The MLP module provides multi-layer perceptron implementations for use in neural architectures. The primary implementation is GatedMLP, which uses a gating mechanism with activation functions for improved expressiveness.

GatedMLP

A gated multi-layer perceptron that splits the hidden representation into two paths: a value path and a gate path, then multiplies them together.

Architecture

        ┌─────────────┐
        │   Input     │
        └──────┬──────┘

        ┌──────▼──────────┐
        │  fc1 (2×hidden) │
        └──────┬──────────┘

        ┌──────▼──────┐
        │ chunk(2)    │
        └──┬────────┬─┘
           │        │
      ┌────▼───┐ ┌──▼─────┐
      │ value  │ │  gate  │
      └────┬───┘ └──┬─────┘
           │        │
           │   ┌────▼──────┐
           │   │activation │
           │   └────┬──────┘
           │        │
        ┌──▼────────▼─┐
        │  multiply   │
        └──────┬──────┘

        ┌──────▼──────┐
        │     fc2     │
        └──────┬──────┘

        ┌──────▼──────┐
        │   Output    │
        └─────────────┘

Class Definition

from lrnnx.layers.mlp import GatedMLP

mlp = GatedMLP(
    in_features=768,
    hidden_features=2048,
    out_features=768,
    activation=F.silu,
    bias=False,
    multiple_of=128
)

Parameters

in_features
int
required
Number of input features.
hidden_features
int
default:"None"
Number of hidden features in the MLP. If None, defaults to int(8 * in_features / 3), which is commonly used in Transformer models (approximately 2.67× expansion).
out_features
int
default:"None"
Number of output features. If None, uses in_features for a residual-compatible architecture.
activation
callable
default:"F.silu"
Activation function to apply to the gate path. Common choices:
  • F.silu (Swish): Smooth, non-monotonic activation
  • F.gelu: Gaussian Error Linear Unit
  • F.relu: Rectified Linear Unit
bias
bool
default:"False"
Whether to include bias terms in the linear layers. Typically set to False when using layer normalization before the MLP.
multiple_of
int
default:"128"
Round hidden_features up to be a multiple of this value for optimal hardware utilization. Common values are 128 or 256 for GPU efficiency.
device
torch.device
default:"None"
Device to place tensors on (e.g., torch.device('cuda')).
dtype
torch.dtype
default:"None"
Data type for tensors (e.g., torch.float16, torch.bfloat16).

Methods

forward

output = mlp.forward(x)
Forward pass through the gated MLP.
Parameters
x
torch.Tensor
required
Input tensor of shape (..., in_features).
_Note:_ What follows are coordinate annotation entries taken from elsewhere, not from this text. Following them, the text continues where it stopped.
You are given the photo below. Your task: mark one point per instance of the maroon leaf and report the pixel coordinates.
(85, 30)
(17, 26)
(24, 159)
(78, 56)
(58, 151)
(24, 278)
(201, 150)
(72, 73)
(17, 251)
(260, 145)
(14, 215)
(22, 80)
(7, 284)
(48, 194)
Can handle arbitrary batch dimensions.
Returns
output
torch.Tensor
Output tensor of shape (..., out_features).

Usage Examples

Basic Usage

import torch
from lrnnx.layers.mlp import GatedMLP
import torch.nn.functional as F

# Create a gated MLP
mlp = GatedMLP(
    in_features=768,
    hidden_features=2048,
    activation=F.silu
)

# Forward pass
x = torch.randn(2, 128, 768)  # (batch, seq_len, features)
output = mlp(x)  # (2, 128, 768)

With Default Hidden Size

# Let the module compute hidden_features automatically
mlp = GatedMLP(
    in_features=768,
    # hidden_features defaults to int(8 * 768 / 3) = 2048
)

output = mlp(x)

Different Activation Functions

import torch.nn.functional as F

# SiLU activation (default, smooth)
mlp_silu = GatedMLP(in_features=768, activation=F.silu)

# GELU activation
mlp_gelu = GatedMLP(in_features=768, activation=F.gelu)

# ReLU activation
mlp_relu = GatedMLP(in_features=768, activation=F.relu)

Custom Output Dimension

# Project to different output dimension
mlp_proj = GatedMLP(
    in_features=768,
    hidden_features=2048,
    out_features=512  # Different output size
)

x = torch.randn(2, 768)
output = mlp_proj(x)  # Shape: (2, 512)

Optimized for Hardware

# Round hidden dimension for GPU efficiency
mlp_optimized = GatedMLP(
    in_features=768,
    hidden_features=2000,  # Will be rounded to 2048
    multiple_of=256  # Round to nearest 256
)

# Check actual hidden dimension
print(mlp_optimized.fc1.out_features)  # 4096 (2 × 2048 for gating)

Integration with Block

from lrnnx.layers.block import Block
from lrnnx.layers.mha import MHA
from lrnnx.layers.mlp import GatedMLP
import torch.nn as nn

# Use GatedMLP in a Block
block = Block(
    dim=768,
    mixer_cls=lambda dim: MHA(
        embed_dim=dim,
        num_heads=12,
        causal=True
    ),
    mlp_cls=lambda dim: GatedMLP(
        in_features=dim,
        activation=F.silu
    ),
    norm_cls=nn.LayerNorm
)

x = torch.randn(2, 128, 768)
hidden_states, residual = block(x)

No MLP (Identity)

# Create block without MLP by passing nn.Identity
block_no_mlp = Block(
    dim=768,
    mixer_cls=SomeMixerClass,
    mlp_cls=nn.Identity  # No MLP applied
)

Implementation Details

Gating Mechanism

The gated MLP uses a multiplicative gating mechanism:
  1. Project input to 2 × hidden_features dimensions
  2. Split into two equal parts: value and gate
  3. Apply activation to gate path
  4. Multiply value by activated gate
  5. Project back to output dimension
Mathematically:
y = fc2((value ⊙ activation(gate)))
where [value, gate] = chunk(fc1(x))
This gating allows the network to control information flow dynamically.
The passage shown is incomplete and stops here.